Landustrie: New sanitation

We recognize that innovation in wastewater technology is of utmost importance. Main issues are how to reduce energy consumption and contribute to a circular economy. This has led to new innovative sanitation solutions such as decentralized wastewater treatment, resulting in the regeneration of valuable material, and residues that are reused for energy production.

In close cooperation with our sister company DeSaH B.V. we are able to market these new sanitation technologies.


Circular Buiksloterham, Amsterdam

In the Buiksloterham district of Amsterdam, located on the northern bank of the river IJ, 550 houses will be connected to a floating wastewater treatment plant. The “Circular Buiksloterham” project will be completed in mid-2019.
The houses will be equipped with vacuum toilets which will reduce drinking water consumption. These toilets will only use 1 litre of water per flush. The black water from the toilets is then collected via a vacuum sewer system and transported to the floating black water treatment plant. Here, harmful substances are removed from the medium and biogas is produced by means of anaerobic digestion. By converting biogas into electricity, the installation has become completely energy-neutral. Furthermore, nutrients are recovered from the black water, such as phosphate, which can be reused as a fertilizer.
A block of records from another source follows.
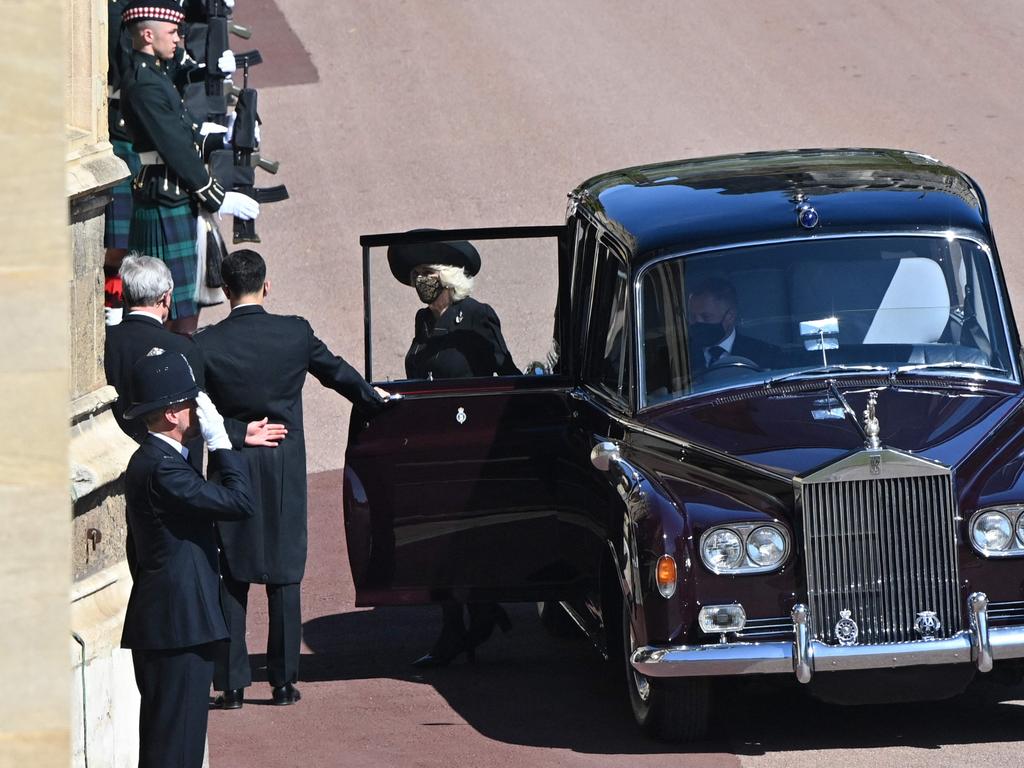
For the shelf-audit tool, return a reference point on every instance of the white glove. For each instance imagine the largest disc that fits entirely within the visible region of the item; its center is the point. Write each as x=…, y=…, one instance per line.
x=240, y=206
x=207, y=128
x=229, y=131
x=211, y=423
x=226, y=62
Contractor : Waternet Amsterdam

Circular Buiksloterham
Floating wastewater treatment plant

Government building The Hague

Rijnstraat 8, The Hague

For the Dutch government building "Nieuwe Rijkskantoor" located at Rijnstraat 8, The Hague, Landustrie realized a decentralised water treatment plant. This new accommodation for approx. 6000 civil servants from a number of government ministries is equipped to process the wastewater and recover energy and nutrients. 
The existing waste streams from the office are treated in the building; the black water from vacuum toilets is collected together with the organic waste in a concentrated manner and processed in a digester tank. The digestion process produces renewable energy in the form of biogas that is used to heat the building. The yellow water from the urinals is processed in the struvite reactor. Phosphate is recovered from the collected urine in the form of struvite. This can be applied directly as fertilizer. 
This new installation will pay for itself through savings on water use, water treatment levy and costs of waste treatment and energy. The Ministry building is the largest office where such a sustainable sanitation concept has been applied.